Furthermore, with the proposed wide definition there might be large companies or group of connected clients with insignificant activity in the shadow banking sector, but still captured by the new requirements due to a total exposure, where the predominant amount is lending to e.g. manufacturing, exceeding the threshold. There ought to be a certain magnitude of sizable bank-like activities for the requirements in the guidelines to apply to.

EBF  considers  that  securitisations  by  non-banks  should  be  excluded  from  large  exposures  to  shadow banking entities.  The level of regulation around securitisation makes this a highly regulated financial product and should therefore be out of scope here.

Large Exposures is not a risk based regime – Pillar 2 is the right place to assess additional risks

Furthermore,  the  EBF  notes  that  the  large  exposures  framework  under  the  CRR  is  not  a  risk-based regime as it does not depend on the client’s risk (the exposure value compared to the 25% limit is not risk weighted). As such, introducing limits on individual exposures based on the client’s risk hampers the “non-risk” principle.

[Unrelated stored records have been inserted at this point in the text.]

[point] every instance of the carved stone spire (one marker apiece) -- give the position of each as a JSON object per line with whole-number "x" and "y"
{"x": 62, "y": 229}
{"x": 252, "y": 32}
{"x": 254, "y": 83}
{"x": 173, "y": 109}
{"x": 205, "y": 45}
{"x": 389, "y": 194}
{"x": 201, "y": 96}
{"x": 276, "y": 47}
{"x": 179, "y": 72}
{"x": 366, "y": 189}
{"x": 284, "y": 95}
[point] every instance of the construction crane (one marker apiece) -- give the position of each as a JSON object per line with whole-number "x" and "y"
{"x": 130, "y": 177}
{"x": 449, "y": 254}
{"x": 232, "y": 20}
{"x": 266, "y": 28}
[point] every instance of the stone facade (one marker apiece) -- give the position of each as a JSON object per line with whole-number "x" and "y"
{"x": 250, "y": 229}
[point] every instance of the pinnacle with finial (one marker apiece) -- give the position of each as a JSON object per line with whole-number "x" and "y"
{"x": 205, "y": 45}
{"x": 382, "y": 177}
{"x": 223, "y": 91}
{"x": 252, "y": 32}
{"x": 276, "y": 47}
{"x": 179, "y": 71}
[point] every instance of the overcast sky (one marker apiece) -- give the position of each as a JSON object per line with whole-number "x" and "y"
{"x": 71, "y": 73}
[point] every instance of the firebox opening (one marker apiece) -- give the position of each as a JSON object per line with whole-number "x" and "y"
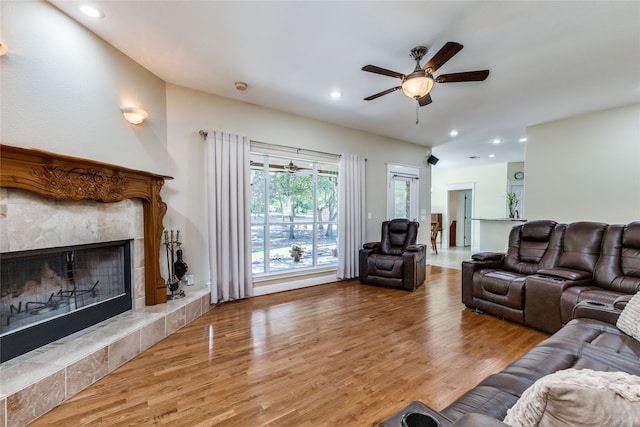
{"x": 47, "y": 294}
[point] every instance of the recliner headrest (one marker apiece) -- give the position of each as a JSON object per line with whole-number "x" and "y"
{"x": 539, "y": 230}
{"x": 631, "y": 235}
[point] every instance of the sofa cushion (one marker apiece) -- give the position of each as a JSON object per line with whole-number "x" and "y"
{"x": 629, "y": 320}
{"x": 579, "y": 397}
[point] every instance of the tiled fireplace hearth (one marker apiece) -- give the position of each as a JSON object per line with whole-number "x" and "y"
{"x": 52, "y": 209}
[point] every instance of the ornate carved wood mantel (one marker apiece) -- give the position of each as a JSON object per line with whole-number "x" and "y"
{"x": 70, "y": 178}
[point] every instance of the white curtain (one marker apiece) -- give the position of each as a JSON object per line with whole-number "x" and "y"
{"x": 351, "y": 215}
{"x": 228, "y": 188}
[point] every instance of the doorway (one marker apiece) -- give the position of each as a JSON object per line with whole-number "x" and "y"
{"x": 460, "y": 208}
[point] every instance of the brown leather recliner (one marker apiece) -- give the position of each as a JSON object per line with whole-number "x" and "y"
{"x": 494, "y": 283}
{"x": 396, "y": 261}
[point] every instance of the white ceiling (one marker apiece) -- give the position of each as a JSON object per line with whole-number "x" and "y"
{"x": 548, "y": 61}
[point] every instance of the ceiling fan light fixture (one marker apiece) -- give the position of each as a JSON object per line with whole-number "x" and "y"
{"x": 417, "y": 84}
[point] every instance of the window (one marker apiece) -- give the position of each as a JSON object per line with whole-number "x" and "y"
{"x": 294, "y": 213}
{"x": 402, "y": 194}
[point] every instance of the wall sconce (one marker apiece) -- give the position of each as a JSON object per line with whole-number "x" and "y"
{"x": 134, "y": 115}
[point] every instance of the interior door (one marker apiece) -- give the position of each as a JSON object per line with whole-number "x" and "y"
{"x": 467, "y": 217}
{"x": 517, "y": 187}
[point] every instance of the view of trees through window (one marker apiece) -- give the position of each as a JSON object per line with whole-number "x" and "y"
{"x": 294, "y": 213}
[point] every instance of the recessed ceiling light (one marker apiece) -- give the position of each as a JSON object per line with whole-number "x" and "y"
{"x": 92, "y": 11}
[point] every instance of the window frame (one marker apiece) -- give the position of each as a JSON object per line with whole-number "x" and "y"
{"x": 265, "y": 224}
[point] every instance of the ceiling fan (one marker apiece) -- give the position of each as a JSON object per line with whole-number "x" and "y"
{"x": 419, "y": 83}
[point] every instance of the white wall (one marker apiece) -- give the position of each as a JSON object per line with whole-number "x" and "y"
{"x": 190, "y": 111}
{"x": 62, "y": 88}
{"x": 585, "y": 168}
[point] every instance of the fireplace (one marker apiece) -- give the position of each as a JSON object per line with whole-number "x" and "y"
{"x": 85, "y": 248}
{"x": 47, "y": 294}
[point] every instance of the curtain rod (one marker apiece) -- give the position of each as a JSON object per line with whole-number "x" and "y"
{"x": 204, "y": 134}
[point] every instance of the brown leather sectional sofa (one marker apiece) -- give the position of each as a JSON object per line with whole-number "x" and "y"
{"x": 590, "y": 341}
{"x": 549, "y": 268}
{"x": 581, "y": 274}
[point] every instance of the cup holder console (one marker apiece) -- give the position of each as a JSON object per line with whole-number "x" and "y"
{"x": 598, "y": 304}
{"x": 418, "y": 419}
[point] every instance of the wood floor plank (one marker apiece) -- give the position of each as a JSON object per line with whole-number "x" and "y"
{"x": 336, "y": 354}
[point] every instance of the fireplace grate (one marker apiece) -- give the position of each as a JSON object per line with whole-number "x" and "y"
{"x": 50, "y": 293}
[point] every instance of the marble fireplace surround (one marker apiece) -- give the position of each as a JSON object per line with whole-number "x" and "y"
{"x": 36, "y": 382}
{"x": 69, "y": 178}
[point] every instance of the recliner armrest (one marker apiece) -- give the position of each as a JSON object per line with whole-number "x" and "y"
{"x": 596, "y": 310}
{"x": 415, "y": 248}
{"x": 565, "y": 273}
{"x": 621, "y": 302}
{"x": 372, "y": 245}
{"x": 487, "y": 256}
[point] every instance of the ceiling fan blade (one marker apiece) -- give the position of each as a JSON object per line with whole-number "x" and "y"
{"x": 444, "y": 54}
{"x": 468, "y": 76}
{"x": 425, "y": 100}
{"x": 384, "y": 92}
{"x": 383, "y": 71}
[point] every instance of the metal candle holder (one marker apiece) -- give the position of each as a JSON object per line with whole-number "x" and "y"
{"x": 172, "y": 244}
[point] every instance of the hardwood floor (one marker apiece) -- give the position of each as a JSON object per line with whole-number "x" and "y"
{"x": 330, "y": 355}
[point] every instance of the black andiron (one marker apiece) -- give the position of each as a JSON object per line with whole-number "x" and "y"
{"x": 175, "y": 265}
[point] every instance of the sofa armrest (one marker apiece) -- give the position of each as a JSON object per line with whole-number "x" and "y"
{"x": 621, "y": 302}
{"x": 487, "y": 256}
{"x": 474, "y": 420}
{"x": 565, "y": 273}
{"x": 596, "y": 310}
{"x": 372, "y": 245}
{"x": 468, "y": 270}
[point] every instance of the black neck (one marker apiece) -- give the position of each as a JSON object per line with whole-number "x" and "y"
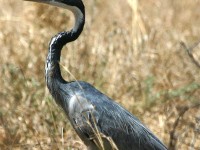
{"x": 53, "y": 73}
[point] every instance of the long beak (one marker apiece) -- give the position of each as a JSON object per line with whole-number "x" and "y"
{"x": 39, "y": 1}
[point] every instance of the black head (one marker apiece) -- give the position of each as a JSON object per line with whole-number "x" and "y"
{"x": 62, "y": 3}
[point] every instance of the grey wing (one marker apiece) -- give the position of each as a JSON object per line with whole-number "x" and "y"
{"x": 84, "y": 118}
{"x": 126, "y": 130}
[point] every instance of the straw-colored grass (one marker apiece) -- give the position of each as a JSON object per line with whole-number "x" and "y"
{"x": 130, "y": 52}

Direct focus on Shadow Banking Risk

Although  EBF  supports  the  need  to  restrict  exposures  to  some  entities,  due  to  the  systemic  risk associated, EBF does not agree with an approach based on stricter limits. In its opinion, the limitation of  exposures  could  reduce,  at  some  extent,  the  systemic  risk,  but  will  not  address or  mitigate  the  true weaknesses of those entities. This can only be achieved through the development of a fundamental and robust regulation designed for shadow banking entities. In this work existing and planned regulatory regimes need to be accounted for. Moreover, attempts to improve transparency of SBE already planned should be acknowledged.

Potential Duplication of Pillar 2 Assessment

In the context of the overall large exposure regime under Part Four of the CRR, Article 395(2) states that the purpose of the guidelines is to set appropriate aggregate limits on large exposures or lower limits on individual exposures to shadow banking entities. However, the draft guidelines plan to set special Pillar 2 requirements which will apply exclusively to exposures to shadow banks. These additional requirements in paras 1 and 2 in Title II are not necessary, in our  view, since they are either  already legally enshrined in the implementation  of the CRD IV rules relating to Pillar 2 or are covered by the EBA’s new SREP guidelines. Moreover, the use of Pillar 2 measures in such a complex context will most probably result in very heterogeneous implementation, thus endangering level playing field among banks operating cross-border.

Need to balance financial stability concerns with financial growth agenda

At  the  same  time,  the  draft  guidelines  in  their  present  form  fail  to  fulfil  a  substantial  aspect  of  the mandate set out in Article 395(2). This tasks the EBA with examining possible adverse implications for the risk profile of European institutions, the provision of credit to the real economy or the stability and orderly functioning of financial markets. This aspect of the mandate, though of key importance, has hardly been reflected in the guidelines.

Individual vs aggregate limits

Furthermore, Article 395(2) of the CRR does not say that different individual limits have to be introduced for each exposure to shadow banking entity; it only mandates EBA to set individual limits.  The mandate neither says that both individual and aggregate limits have to be set. It would be perfectly possible to introduce only one or the other.

Need for higher materiality threshold

Overall the draft guidelines presently do not adequately reflect the fact that the intention of lawmakers in introducing limits to large exposures in Article 395 CRR was to address exposures to clients or groups of clients which exceed 10% of a bank’s eligible capital. With this in mind, the proposed materiality threshold of 0.25% should be substantially raised. In addition it is to say that Article 395 CRR, where the mandate to the EBA is given, is about limits and not about procedures how to treat certain exposures. Procedures like the look through approach are described in Art. 390 CRR.